Когда я впервые (в начале 1934 года) рассказал о своих планах моим театральным друзьям, все они отнеслись к ним весьма скептически.

– Ты просто чудак, – сказал мне один из наших актеров, – зачем тебе консерватория? Ты сейчас зарабатываешь не меньше, чем профессор этой самой консерватории, куда ты собираешься поступать, а живешь ты в десять раз лучше него. Наверное, профессора консерватории не ездят каждое лето в дом отдыха, не катаются на яхтах, не имеют закрытого распределителя, а уж о приличной квартире и говорить нечего. Да и положение в обществе у них неважное. И то сказать: театр имени Вахтангова или какая-то консерватория! Да самого главного вашего профессора ни в один приличный закрытый ресторан не пустят поужинать и водки выпить и билета на поезд ему не продадут.
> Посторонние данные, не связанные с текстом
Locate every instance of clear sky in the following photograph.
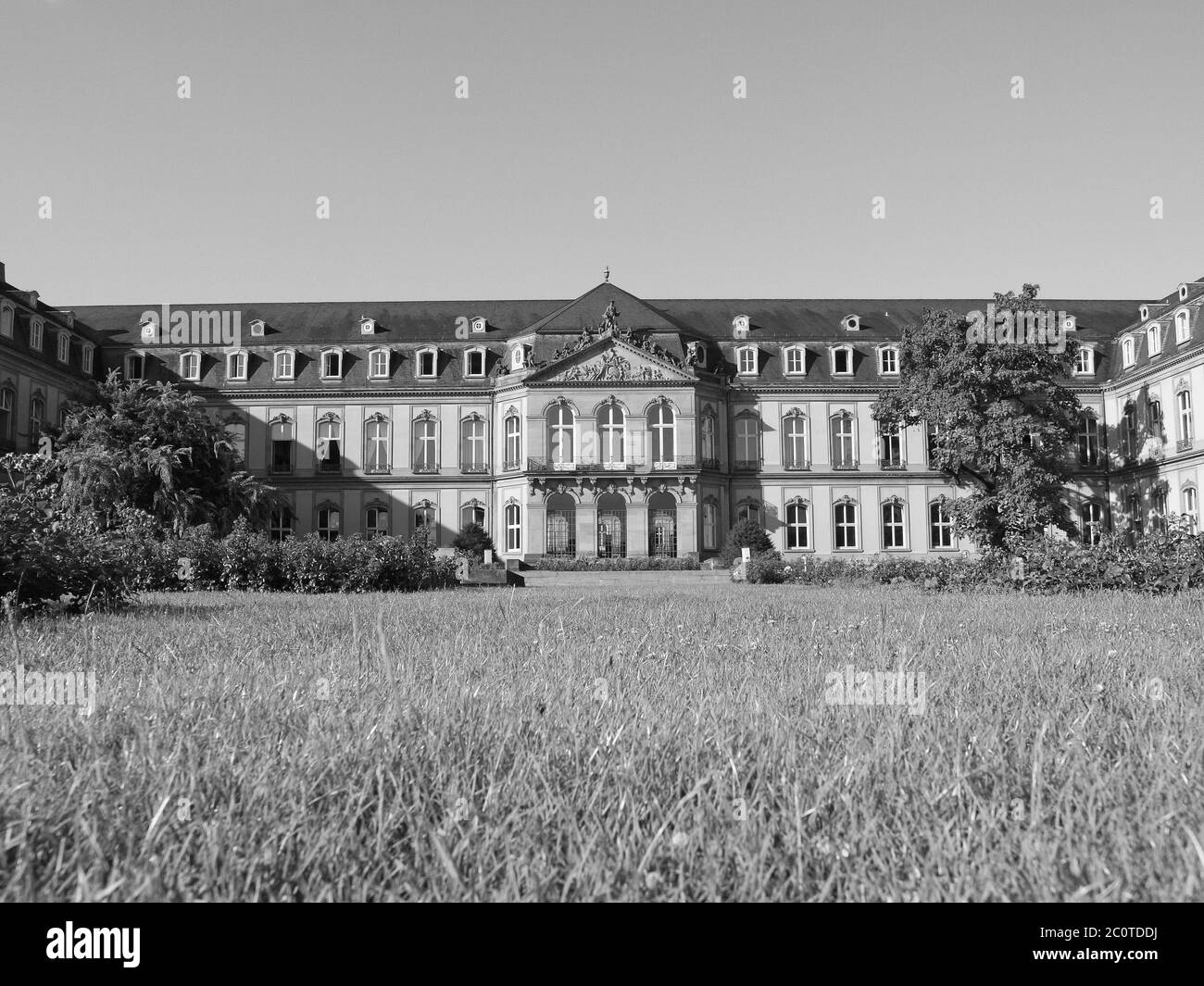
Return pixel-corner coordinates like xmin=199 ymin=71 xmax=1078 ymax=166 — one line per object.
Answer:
xmin=0 ymin=0 xmax=1204 ymax=306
А студенты – это уж и вообще не лица, а так себе – мелюзга… Так что – не советую. Подумай как следует, прежде чем делать эту глупость!

Тогда – этот разговор относился к весне 1934 года – все это была правда. Разница в социальном положении и в связанных с ним условиях труда и жизни между людьми театра и деятелями серьезной музыки была огромна. В то время музыка не пользовалась ни вниманием, ни особенным расположением правительственных кругов, со всеми вытекающими отсюда последствиями. Исключение составляла, вернее, совсем недавно – с 1933 года – начала составлять музыка легкого жанра, в первую очередь джаз, становившийся своего рода массовым психозом, и первые опыты создания новой советской массовой песни, которые в то время были гораздо ближе к тому же джазу, чем к русскому фольклору. Серьезная же музыка и ее представители были, в сущности, предоставлены самим себе.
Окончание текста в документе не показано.